El primer libro de un poeta, joven o no, es sin duda un acontecimiento, un suceso venturoso, ora por la revelación pública de una vocación poética, asimilada como un triunfo de la poesía sobre la indolencia, ora por el carácter promisorio que entraña el alumbramiento de un volumen de poemas. Doble celebración, en suma. Entre la expectación y la primicia, la tentativa y el salto mortal de la iniciación, una voz emergente acude a tensar el arco de un futuro, perfilando un panorama de lectura. Correo del fin del mundo honra con creces la premisa, mediante un planteamiento que incuba en sí mismo, por la holgada especialidad a la que alude, la concepción dimensional del texto poético en su más amplia acepción. Lo subraya este dístico de nuestro autor: “Algo en su cresta y su joroba de laja / afila las cosas que deseamos en silencio”. La poesía de Carlos Alberto Rodríguez allana su propia avenida para discurrir por la espesa fronda del lirismo trashumante.

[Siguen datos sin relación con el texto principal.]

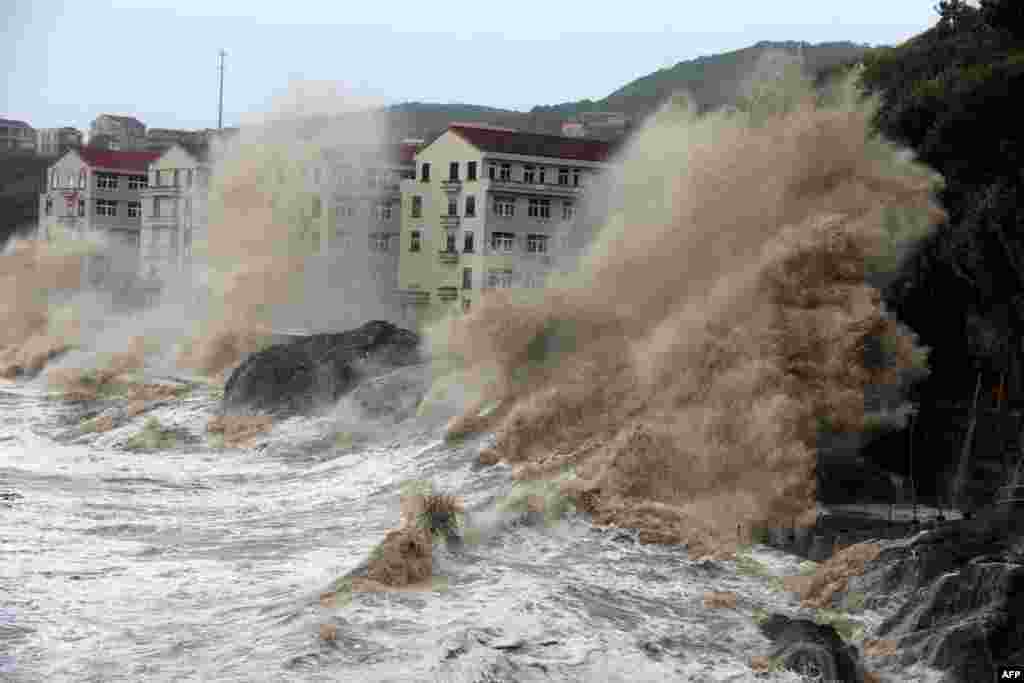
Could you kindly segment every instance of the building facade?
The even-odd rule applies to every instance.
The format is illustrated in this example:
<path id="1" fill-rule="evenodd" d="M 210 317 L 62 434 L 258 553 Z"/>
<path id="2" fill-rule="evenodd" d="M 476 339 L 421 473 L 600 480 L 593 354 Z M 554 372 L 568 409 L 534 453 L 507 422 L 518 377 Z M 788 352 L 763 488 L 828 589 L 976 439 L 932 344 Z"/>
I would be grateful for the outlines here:
<path id="1" fill-rule="evenodd" d="M 208 224 L 210 187 L 206 145 L 172 144 L 150 164 L 141 190 L 139 275 L 153 286 L 181 272 L 190 262 L 193 244 Z"/>
<path id="2" fill-rule="evenodd" d="M 40 128 L 36 131 L 36 154 L 40 157 L 62 157 L 69 150 L 82 146 L 82 131 L 78 128 Z"/>
<path id="3" fill-rule="evenodd" d="M 0 153 L 35 152 L 36 130 L 24 121 L 0 119 Z"/>
<path id="4" fill-rule="evenodd" d="M 90 147 L 65 154 L 47 171 L 38 238 L 49 240 L 60 232 L 102 237 L 137 259 L 141 194 L 148 183 L 147 166 L 157 156 Z"/>
<path id="5" fill-rule="evenodd" d="M 481 293 L 543 287 L 608 142 L 454 124 L 401 183 L 403 323 L 469 310 Z"/>
<path id="6" fill-rule="evenodd" d="M 112 151 L 144 151 L 145 124 L 130 116 L 100 114 L 89 126 L 89 146 Z"/>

Con un tono afable y una dicción sintética permeados de emotiva franqueza, con una expresión desprovista de excesos templada en la sugestión narrativa y el giro sentencioso, Correo del fin del mundo ilumina las orillas del sentir al tantear los efectos de la lejanía en las oquedades del corazón. A modo de colofón, esta línea inflamable avivada con un aire de evangelio apócrifo: “Habito el fuego como el desierto habita los tejados”.

 

Carlos Alberto Rodríguez, Correo del fin del mundo, Instituto Municipal de Arte y Cultura de Tijuana, México, 2021, 82 pp.